After signing with Strikeforce, Fedor’s contract disputes have become the stuff of MMA blog fodder (like this post). Since signing, Fedor has fought 3 times and had his contract renegotiated twice. Once after defeating Bret Rogers and once after his first loss to Fabricio Werdum. Not only were those contracts renegotiated, the original deal that was signed was a 3-fight deal. So that’s 2 renegotations on an original 3 fight contract.
Again, I understand that you’re looking to protect your brand, but the point I’m getting at is that there will be no brand to protect if these shenanigans keep up. A large percentage of American MMA fans aren’t aware of Fedor Emelianenko’s accomplishments in PRIDE. Whether or not that’s their own fault about not being educated is another battle entirely. The point is that most fans aren’t going to be “wowed” at defeating a prime Minotauro Nogueria or a prime Mirko CroCop because they can’t identify with those characters. All they see now are shells of those former fighters. And I don’t mean that in a disrespectful way, but rather that age and fight wear have caught up with them.
It’s bad enough that we have only seen Fedor fight on American television 3 times in 3 years, but now you’ve gone from being difficult to being completely out of your damn mind.
“We believe that they used the forbidden psychological technologies.”
Trainer of Fedor Emelianenko convinced that illegal methods of psychological warfare were used against the Russian.
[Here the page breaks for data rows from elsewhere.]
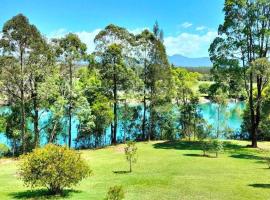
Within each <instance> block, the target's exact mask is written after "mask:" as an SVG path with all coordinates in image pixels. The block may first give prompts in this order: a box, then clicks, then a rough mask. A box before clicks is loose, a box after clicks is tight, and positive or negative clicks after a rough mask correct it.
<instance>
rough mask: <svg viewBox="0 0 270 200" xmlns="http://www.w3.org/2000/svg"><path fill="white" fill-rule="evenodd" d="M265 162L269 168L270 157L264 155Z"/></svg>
mask: <svg viewBox="0 0 270 200" xmlns="http://www.w3.org/2000/svg"><path fill="white" fill-rule="evenodd" d="M264 159H265V162H266V164H267V165H268V168H269V169H270V157H265V158H264Z"/></svg>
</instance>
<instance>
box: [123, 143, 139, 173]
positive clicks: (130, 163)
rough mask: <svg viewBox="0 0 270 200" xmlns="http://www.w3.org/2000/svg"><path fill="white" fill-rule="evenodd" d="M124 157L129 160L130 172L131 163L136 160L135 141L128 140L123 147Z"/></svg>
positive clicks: (134, 161) (135, 149)
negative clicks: (123, 149) (128, 140)
mask: <svg viewBox="0 0 270 200" xmlns="http://www.w3.org/2000/svg"><path fill="white" fill-rule="evenodd" d="M125 154H126V159H127V161H128V162H129V172H132V163H136V162H137V147H136V143H135V142H128V143H127V146H126V147H125Z"/></svg>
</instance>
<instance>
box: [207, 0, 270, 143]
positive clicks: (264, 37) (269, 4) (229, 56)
mask: <svg viewBox="0 0 270 200" xmlns="http://www.w3.org/2000/svg"><path fill="white" fill-rule="evenodd" d="M223 10H224V12H225V19H224V23H223V24H222V25H220V27H219V36H218V37H217V38H216V39H215V40H214V41H213V43H212V44H211V46H210V48H209V52H210V58H211V60H212V62H213V64H214V71H215V75H216V77H215V79H216V80H222V81H223V82H224V83H229V82H230V81H229V80H234V82H235V83H237V82H241V80H242V82H243V85H244V87H245V90H246V93H247V96H248V103H249V109H250V110H249V112H250V113H249V114H250V124H251V128H250V135H251V138H252V145H251V146H252V147H257V135H258V128H259V126H260V119H261V116H260V115H261V113H260V109H261V102H260V101H257V100H258V99H260V97H259V96H258V95H260V87H259V88H258V87H257V88H255V89H254V85H255V84H254V81H255V82H256V84H257V85H260V82H261V80H260V77H259V76H257V77H256V78H255V80H254V75H253V71H252V70H248V69H249V68H250V67H251V63H252V62H253V61H254V60H256V59H257V58H263V57H266V56H267V55H268V53H269V42H270V40H269V38H270V35H269V30H270V21H269V20H268V19H269V17H270V2H269V1H266V0H255V1H254V0H240V1H239V0H226V1H225V4H224V9H223ZM236 72H237V73H236ZM222 77H223V78H222ZM224 78H225V80H224ZM227 78H229V80H226V79H227ZM239 78H240V79H239ZM239 80H240V81H239Z"/></svg>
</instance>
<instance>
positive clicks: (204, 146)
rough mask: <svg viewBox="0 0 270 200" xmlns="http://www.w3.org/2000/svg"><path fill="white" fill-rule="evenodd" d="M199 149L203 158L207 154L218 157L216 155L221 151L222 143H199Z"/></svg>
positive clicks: (216, 155)
mask: <svg viewBox="0 0 270 200" xmlns="http://www.w3.org/2000/svg"><path fill="white" fill-rule="evenodd" d="M201 149H202V151H203V155H204V156H207V153H215V154H216V157H218V154H219V153H220V152H222V151H223V142H221V141H220V140H217V139H211V140H204V141H201Z"/></svg>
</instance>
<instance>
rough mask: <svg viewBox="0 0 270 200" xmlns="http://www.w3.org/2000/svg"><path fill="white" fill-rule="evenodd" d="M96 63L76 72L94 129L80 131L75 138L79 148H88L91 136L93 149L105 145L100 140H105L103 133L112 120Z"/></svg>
mask: <svg viewBox="0 0 270 200" xmlns="http://www.w3.org/2000/svg"><path fill="white" fill-rule="evenodd" d="M96 65H97V64H96V63H95V61H94V60H92V61H90V62H89V66H88V68H86V67H84V68H80V69H79V70H78V78H79V84H80V87H81V88H82V92H83V96H85V97H86V98H87V101H88V103H89V105H90V107H91V112H92V114H93V116H94V119H93V122H94V127H92V128H91V131H90V130H89V131H86V130H85V129H83V130H82V129H81V127H80V131H79V134H78V136H77V142H79V141H80V144H81V146H83V147H90V146H91V145H92V144H93V143H92V142H91V138H92V137H91V136H94V139H95V141H94V147H97V146H98V145H102V144H103V143H104V144H106V141H104V142H103V143H102V141H101V139H102V137H104V139H106V135H105V131H106V128H107V127H108V126H109V125H110V123H111V122H112V120H113V112H112V109H111V101H110V99H109V98H108V97H106V95H105V91H104V88H103V87H102V80H101V75H100V73H99V71H98V69H96V68H95V67H96Z"/></svg>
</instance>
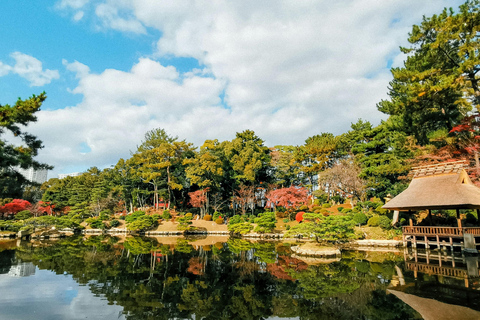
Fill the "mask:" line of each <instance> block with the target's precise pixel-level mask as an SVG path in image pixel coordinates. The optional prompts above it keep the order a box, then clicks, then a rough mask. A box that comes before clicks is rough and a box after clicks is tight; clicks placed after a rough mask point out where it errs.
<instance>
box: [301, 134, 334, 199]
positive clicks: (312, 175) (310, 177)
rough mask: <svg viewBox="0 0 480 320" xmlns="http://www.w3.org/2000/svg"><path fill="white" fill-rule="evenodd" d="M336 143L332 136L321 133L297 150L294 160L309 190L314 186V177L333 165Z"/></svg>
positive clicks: (327, 134)
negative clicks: (306, 182)
mask: <svg viewBox="0 0 480 320" xmlns="http://www.w3.org/2000/svg"><path fill="white" fill-rule="evenodd" d="M337 143H338V138H337V137H335V136H334V135H333V134H331V133H322V134H321V135H315V136H313V137H310V138H308V139H307V140H305V145H303V146H301V147H300V148H298V149H297V153H296V160H297V162H298V163H299V165H300V170H301V171H302V172H303V175H304V177H306V179H307V180H308V185H310V186H311V190H313V189H314V186H315V184H316V181H315V176H316V175H317V174H318V173H319V172H320V171H323V170H325V169H327V168H329V167H330V166H331V165H333V163H334V160H335V158H336V150H337Z"/></svg>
According to trainer Vladimir Voronov, both athletes have received various “charges” of hypnosis before the fight.
“ It seems that everything is not just right, and they used certain technologies,” said Voronov to Life Sports. “Certainly not those that would see by the naked eye. Most likely, it was psychological technologies that worked on both fighters at a distance from the audience.
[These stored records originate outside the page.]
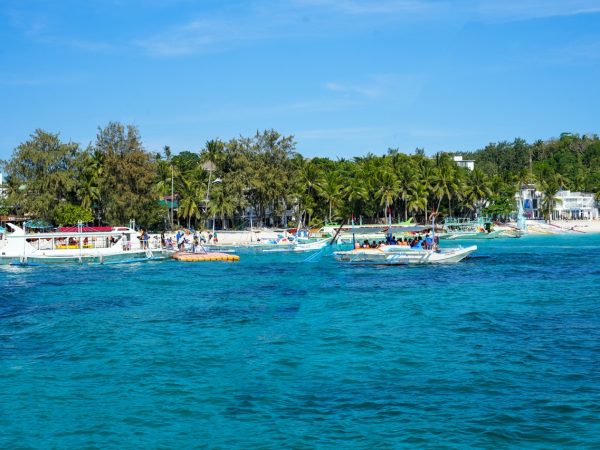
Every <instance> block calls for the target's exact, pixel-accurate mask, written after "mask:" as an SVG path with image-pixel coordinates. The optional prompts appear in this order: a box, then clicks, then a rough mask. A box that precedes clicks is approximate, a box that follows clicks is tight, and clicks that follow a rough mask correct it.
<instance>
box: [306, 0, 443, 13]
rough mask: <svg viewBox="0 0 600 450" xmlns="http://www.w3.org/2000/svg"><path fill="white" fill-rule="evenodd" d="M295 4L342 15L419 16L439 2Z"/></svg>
mask: <svg viewBox="0 0 600 450" xmlns="http://www.w3.org/2000/svg"><path fill="white" fill-rule="evenodd" d="M295 3H296V4H299V5H302V6H310V7H316V8H325V9H329V10H333V11H337V12H340V13H344V14H395V13H419V14H420V13H425V12H428V11H432V10H434V9H437V7H438V6H439V2H437V3H436V2H431V1H424V0H384V1H381V0H379V1H373V0H296V1H295Z"/></svg>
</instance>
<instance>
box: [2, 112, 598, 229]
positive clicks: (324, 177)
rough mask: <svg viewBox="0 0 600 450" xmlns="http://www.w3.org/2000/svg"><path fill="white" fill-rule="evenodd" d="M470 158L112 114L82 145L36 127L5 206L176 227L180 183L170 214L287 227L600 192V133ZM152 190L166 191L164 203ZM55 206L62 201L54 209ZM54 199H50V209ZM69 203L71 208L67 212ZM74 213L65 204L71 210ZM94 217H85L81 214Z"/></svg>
mask: <svg viewBox="0 0 600 450" xmlns="http://www.w3.org/2000/svg"><path fill="white" fill-rule="evenodd" d="M463 156H464V157H465V159H473V160H475V164H476V169H475V170H474V171H468V170H466V169H463V168H459V167H457V165H456V164H455V163H454V161H453V160H452V155H451V154H449V153H438V154H436V155H435V156H434V157H431V158H430V157H427V156H426V155H425V152H424V150H423V149H417V150H416V151H415V152H414V154H407V153H402V152H400V150H399V149H388V151H387V153H386V154H384V155H383V156H377V155H374V154H372V153H368V154H367V155H365V156H362V157H356V158H353V159H351V160H346V159H339V160H332V159H329V158H312V159H306V158H303V157H302V156H301V155H299V154H298V153H296V150H295V142H294V139H293V137H291V136H282V135H280V134H279V133H278V132H277V131H275V130H265V131H263V132H257V133H256V134H255V135H254V136H252V137H239V138H235V139H231V140H229V141H227V142H225V141H221V140H218V139H215V140H211V141H208V142H207V143H206V144H205V146H204V148H203V149H202V150H201V151H200V152H199V154H196V153H193V152H189V151H184V152H181V153H179V154H177V155H172V153H171V150H170V148H169V147H168V146H166V147H165V148H164V149H163V154H160V153H156V152H154V153H150V152H147V151H146V150H145V149H144V148H143V146H142V141H141V137H140V136H139V132H138V130H137V129H136V128H135V127H133V126H124V125H122V124H119V123H109V124H108V125H107V126H106V127H104V128H102V129H99V130H98V135H97V137H96V141H95V142H94V143H93V144H92V145H91V146H89V147H88V148H87V149H85V150H83V151H82V150H80V148H79V146H78V145H77V144H73V143H63V142H61V141H60V139H59V137H58V135H54V134H50V133H47V132H44V131H41V130H37V131H36V132H35V133H34V134H33V135H32V136H31V138H30V140H28V141H26V142H25V143H23V144H21V145H20V146H19V147H17V148H16V149H15V151H14V153H13V157H12V158H11V160H9V161H7V162H5V163H4V164H3V166H4V170H5V173H6V180H7V186H6V187H7V191H8V197H7V199H6V201H5V204H4V208H3V209H4V210H5V211H9V210H10V211H12V212H15V213H18V214H25V215H30V216H35V217H37V218H40V219H46V220H52V219H53V218H54V219H55V220H58V219H60V222H64V223H68V222H69V221H71V222H73V221H74V223H75V222H76V221H77V220H82V219H81V216H80V217H79V218H76V214H75V211H74V210H72V209H69V210H66V209H65V208H66V206H65V205H70V206H72V207H75V206H76V207H78V208H81V210H80V211H79V213H81V214H83V213H82V211H87V212H88V213H89V212H90V211H91V213H92V214H93V218H92V219H90V220H95V221H96V222H105V223H110V224H114V225H118V224H127V223H128V222H129V219H136V222H137V223H138V224H141V225H145V226H150V227H157V226H160V227H162V226H166V227H172V226H174V225H175V224H171V223H170V213H171V211H170V210H169V208H168V206H166V205H168V204H169V203H168V202H165V201H164V200H165V197H167V196H169V195H170V194H171V191H173V192H174V194H175V200H176V202H177V203H178V205H179V206H178V208H176V210H175V211H173V215H174V219H175V221H176V223H181V224H185V225H188V226H195V227H202V226H203V225H210V221H211V220H212V218H213V217H214V218H217V219H218V220H219V222H220V225H221V226H227V227H230V226H231V227H239V226H242V225H243V224H244V223H245V224H246V225H248V224H249V217H248V214H251V215H252V220H253V224H254V225H255V226H260V225H274V226H285V225H286V220H287V218H288V217H289V216H290V215H292V216H294V217H295V219H296V220H295V221H296V222H300V223H302V224H312V225H319V224H322V223H323V222H325V221H340V220H343V221H345V220H349V219H350V218H351V217H354V218H355V219H356V220H357V221H358V220H363V221H365V222H382V221H384V220H385V219H386V216H387V215H388V214H390V215H393V216H394V218H395V219H396V220H406V219H408V218H410V217H413V218H414V219H415V220H416V221H421V222H423V221H428V220H429V215H430V213H431V212H432V211H437V212H439V213H440V214H441V215H443V216H449V215H461V216H466V215H470V214H475V213H478V214H479V213H484V214H488V215H493V216H495V217H497V218H498V217H499V218H502V217H507V216H508V215H509V214H510V213H511V212H513V211H514V209H515V200H514V199H515V193H516V192H517V190H518V189H520V187H521V186H522V185H523V184H526V183H535V184H536V185H537V186H538V187H539V189H540V190H542V191H543V192H544V193H546V194H547V199H548V200H547V202H546V203H544V204H542V209H543V210H544V212H545V213H546V215H549V214H551V212H552V208H553V207H554V200H553V199H554V196H555V194H556V192H557V191H558V190H559V189H561V188H565V189H571V190H584V191H586V192H598V193H600V140H599V139H598V137H597V136H595V135H594V136H579V135H577V134H570V133H563V134H562V135H561V136H560V137H559V138H557V139H553V140H549V141H536V142H534V143H533V144H528V143H527V142H525V141H524V140H522V139H515V140H514V141H512V142H508V141H503V142H499V143H495V144H489V145H487V146H486V147H485V148H483V149H481V150H477V151H475V152H472V153H467V154H465V153H463ZM159 200H163V201H162V206H161V203H159ZM56 205H60V207H59V208H56ZM55 208H56V210H55ZM67 213H68V214H67ZM69 214H70V215H69ZM86 217H89V216H86Z"/></svg>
That is why Fedor was just not like himself during the fight.”
Oh, so that’s why Fedor wasn’t looking good. He was under a trance from an evil Brazilian witch doctor, apparently.
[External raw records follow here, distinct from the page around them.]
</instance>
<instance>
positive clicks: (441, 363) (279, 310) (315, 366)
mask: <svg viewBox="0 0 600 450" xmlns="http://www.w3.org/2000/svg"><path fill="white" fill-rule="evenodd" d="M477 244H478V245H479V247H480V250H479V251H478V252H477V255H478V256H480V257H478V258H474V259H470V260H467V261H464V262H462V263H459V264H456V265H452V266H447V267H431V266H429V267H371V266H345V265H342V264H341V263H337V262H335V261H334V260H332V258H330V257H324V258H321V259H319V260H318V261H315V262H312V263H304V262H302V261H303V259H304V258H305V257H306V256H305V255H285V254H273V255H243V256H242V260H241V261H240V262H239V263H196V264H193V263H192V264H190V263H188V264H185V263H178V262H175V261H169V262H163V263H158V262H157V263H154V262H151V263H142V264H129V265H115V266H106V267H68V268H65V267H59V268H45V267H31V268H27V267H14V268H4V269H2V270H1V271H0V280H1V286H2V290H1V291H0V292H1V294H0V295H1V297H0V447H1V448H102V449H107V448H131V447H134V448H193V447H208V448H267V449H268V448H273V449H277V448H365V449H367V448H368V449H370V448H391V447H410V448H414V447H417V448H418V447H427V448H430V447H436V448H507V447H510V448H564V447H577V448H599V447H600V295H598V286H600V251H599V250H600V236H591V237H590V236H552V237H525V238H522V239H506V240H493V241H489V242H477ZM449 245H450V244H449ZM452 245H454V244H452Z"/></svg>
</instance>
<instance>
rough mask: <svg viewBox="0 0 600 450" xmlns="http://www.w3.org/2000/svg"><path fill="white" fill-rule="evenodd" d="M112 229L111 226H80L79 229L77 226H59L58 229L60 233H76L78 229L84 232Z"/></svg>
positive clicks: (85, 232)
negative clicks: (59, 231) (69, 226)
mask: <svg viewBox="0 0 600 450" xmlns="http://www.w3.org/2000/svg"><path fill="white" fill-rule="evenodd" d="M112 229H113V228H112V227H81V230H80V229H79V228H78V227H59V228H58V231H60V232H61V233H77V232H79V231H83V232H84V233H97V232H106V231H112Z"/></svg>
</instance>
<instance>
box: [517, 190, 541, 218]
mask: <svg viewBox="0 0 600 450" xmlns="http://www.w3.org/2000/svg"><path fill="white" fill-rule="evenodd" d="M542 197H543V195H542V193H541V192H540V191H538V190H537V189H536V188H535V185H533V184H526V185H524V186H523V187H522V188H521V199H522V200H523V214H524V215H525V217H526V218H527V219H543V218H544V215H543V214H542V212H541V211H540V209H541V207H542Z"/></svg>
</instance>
Whether Voronov’s comments are the minority view of M-1 Global or wether Fedor believes those to be completely accurate, things like that don’t fly in America. America has a hard enough time getting MMA to be recognized as a legitimate sport. Comments like that probably don’t do much to hurt the blossoming sport, but it certainly doesn’t go out of it’s way to vouche that the premier heavyweight is living in the same dimension as the rest of humanity.
The fact that Fedor didn’t even say that is sort of beside the point at this juncture. It seems that you — yes, I’m still talking to you M-1 Global — have completely lost control of the public image that is potrayed. Couple this with the rampant steroid accusations that were lobbed against Alistair Overeem and “Bigfoot” Silva, and it seems like you’re hellbent on destorying whatever credibility is left.
“Think about it, how can the normal human-being gain 10 kg in 24 hours? There is something fishy here,” Michkov asserted. “The truth is, all our fighters, I am talking about Russian fighters here, that are fighting under M-1, train on their natural abilities. Of course, they take vitamins, but that’s it. At the same time, all the foreign fighters, I think about 99% of them, are taking chemicals. Obviously it was not a problem for Silva to make a weight. He weighted 264 pounds in the day of the weigh-ins, and the next day, he was already over 280, he gained 10 kg…Its very hard to fight with opponent like this.”
Pile on the fact that after Fedor retired he was promptly unretired by both Strikeforce president Scott Coker and M-1 spokesman Vladim Finkelstein and as an MMA fan I’m left scratching my head.
What is it that you’re wanting to do with Fedor’s career? Becuase it’s certainly not break him into the mainstream of middle America.
Please, for the sake of Fedor, his legacy, and whatever “brand” he has left, let the man retire and go out on his own terms.